Unit-testing Streamlit Applications
Overview of Streamlit
Streamlit is a Python framework for putting together quick data visualisation dashboards. It is easy to use and doesn’t require you to touch any HTML/CSS unless you want to (though if you do, it doesn’t make it easy). Here is an example so you can get a feel for it.
When you run the app with streamlit run app.py
, you see this:
After pressing the button, a nice matplotlib plot is displayed.
Built-in Support for Testing
In my work, I recently needed to build a fairly critical piece of infrastructure using Streamlit. So, we needed automated testing. Luckily streamlit provides a whole testing framework. Just import st.testing.v1.AppTest
, follow the documentation and that should be it, right?
If it was this easy, you wouldn’t be reading this.
Let’s give this a go. First, we make our app a bit more civilized.
I’ve wrapped everything in a main function, and I’ve added load_data_from_external_resource()
, a fake external dependency which we will need to mock. I have used Streamlit’s built-in caching mechanism carefully choosing @st.cache_data
and @st.cache_resource
.
We read the documentation for testing and come up with this simple behaviour test, implemented using pytest.

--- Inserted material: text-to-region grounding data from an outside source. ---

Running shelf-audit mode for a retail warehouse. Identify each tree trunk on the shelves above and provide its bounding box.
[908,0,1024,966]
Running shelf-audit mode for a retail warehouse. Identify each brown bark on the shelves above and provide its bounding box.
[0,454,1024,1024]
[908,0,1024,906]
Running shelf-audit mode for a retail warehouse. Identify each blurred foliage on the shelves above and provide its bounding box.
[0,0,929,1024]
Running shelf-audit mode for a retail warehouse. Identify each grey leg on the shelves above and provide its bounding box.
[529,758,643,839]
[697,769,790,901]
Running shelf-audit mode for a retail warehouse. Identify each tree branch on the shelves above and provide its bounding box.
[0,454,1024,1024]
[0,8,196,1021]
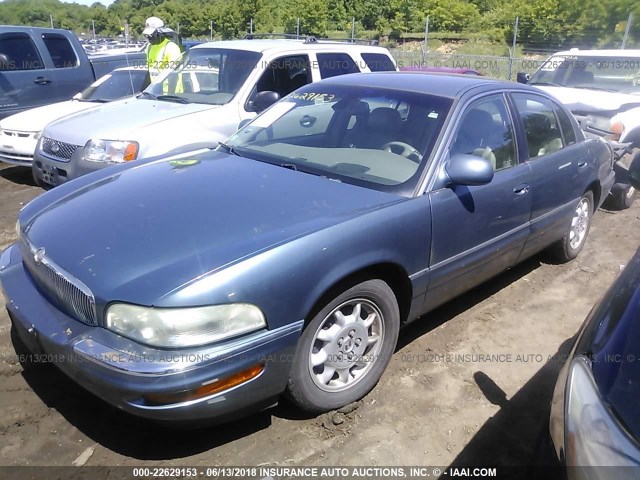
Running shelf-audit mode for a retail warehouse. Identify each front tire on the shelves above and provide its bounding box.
[287,280,400,413]
[551,191,593,263]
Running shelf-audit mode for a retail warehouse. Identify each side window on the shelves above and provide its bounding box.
[316,53,360,78]
[42,33,78,68]
[0,33,44,71]
[451,95,516,171]
[360,53,396,72]
[513,93,564,159]
[554,105,576,145]
[252,55,311,98]
[256,100,335,143]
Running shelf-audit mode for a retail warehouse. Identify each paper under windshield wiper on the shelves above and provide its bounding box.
[218,142,240,157]
[156,95,191,103]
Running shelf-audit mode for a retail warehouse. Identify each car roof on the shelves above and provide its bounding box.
[554,48,640,58]
[191,39,387,53]
[319,71,524,98]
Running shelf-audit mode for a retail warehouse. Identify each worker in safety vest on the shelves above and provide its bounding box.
[142,17,182,82]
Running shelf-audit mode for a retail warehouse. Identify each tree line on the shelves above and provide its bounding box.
[0,0,640,47]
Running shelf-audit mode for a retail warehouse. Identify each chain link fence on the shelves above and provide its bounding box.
[390,48,546,81]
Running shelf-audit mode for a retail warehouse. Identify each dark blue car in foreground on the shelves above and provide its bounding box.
[0,73,613,422]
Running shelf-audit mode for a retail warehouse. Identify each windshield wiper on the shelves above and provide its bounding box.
[218,142,240,157]
[156,95,191,103]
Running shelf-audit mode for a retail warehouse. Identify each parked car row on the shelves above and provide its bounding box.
[0,25,144,120]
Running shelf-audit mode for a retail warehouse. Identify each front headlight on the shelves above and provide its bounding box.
[84,139,139,163]
[106,303,267,348]
[565,356,640,464]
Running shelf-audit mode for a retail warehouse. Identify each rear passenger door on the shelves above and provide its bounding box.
[316,52,360,78]
[512,93,592,254]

Unfortunately, this fails with
test.py:15: in test_flow
at.button[0].click().run()
.venv/lib/python3.12/site-packages/streamlit/testing/v1/element_tree.py:228: in __getitem__
return self._list[idx]
E IndexError: list index out of range
So we don’t have a button to click? We also get this output in stdout:
2024-06-25 23:32:31.321 Uncaught app exception
Traceback (most recent call last):
File ".venv/lib/python3.12/site-packages/streamlit/runtime/scriptrunner/script_runner.py", line 589, in _run_script
exec(code, module.__dict__)
File "/tmp/tmpfak23eti/37448f24cdf8e012be03169487f8e460", line 17, in <module>
main(*__args, **__kwargs)
File "/tmp/tmpfak23eti/37448f24cdf8e012be03169487f8e460", line 2, in main
st.header("My example app")
^^
NameError: name 'st' is not defined
Here be dragons.
Tested Streamlit Functions are Strings
Looking into the source code we see this:
The function we pass gets turned into a string and then passed deeper into the framework. There, it gets written to a temporary file which is used by the AppTest
.
The reason we are getting the NameError
is that the import streamlit as st
statement sits at the top of our app.py
which is outside the function. In this new script file that Streamlit creates, the import is in fact missing. To be fair, we have been warned:
AppTest can be initialized by one of three class methods:
st.testing.v1.AppTest.from_file
(recommended)st.testing.v1.AppTest.from_string
st.testing.v1.AppTest.from_function
Using from_file
is not possible, unfortunately, since it breaks mocking. More on that later. Instead, I wrote this test runner function, which does the necessary import locally:
I then create AppTest
like this: AppTest.from_function(app_runner)
. If we run our test_flow
function again with pytest, the test passes.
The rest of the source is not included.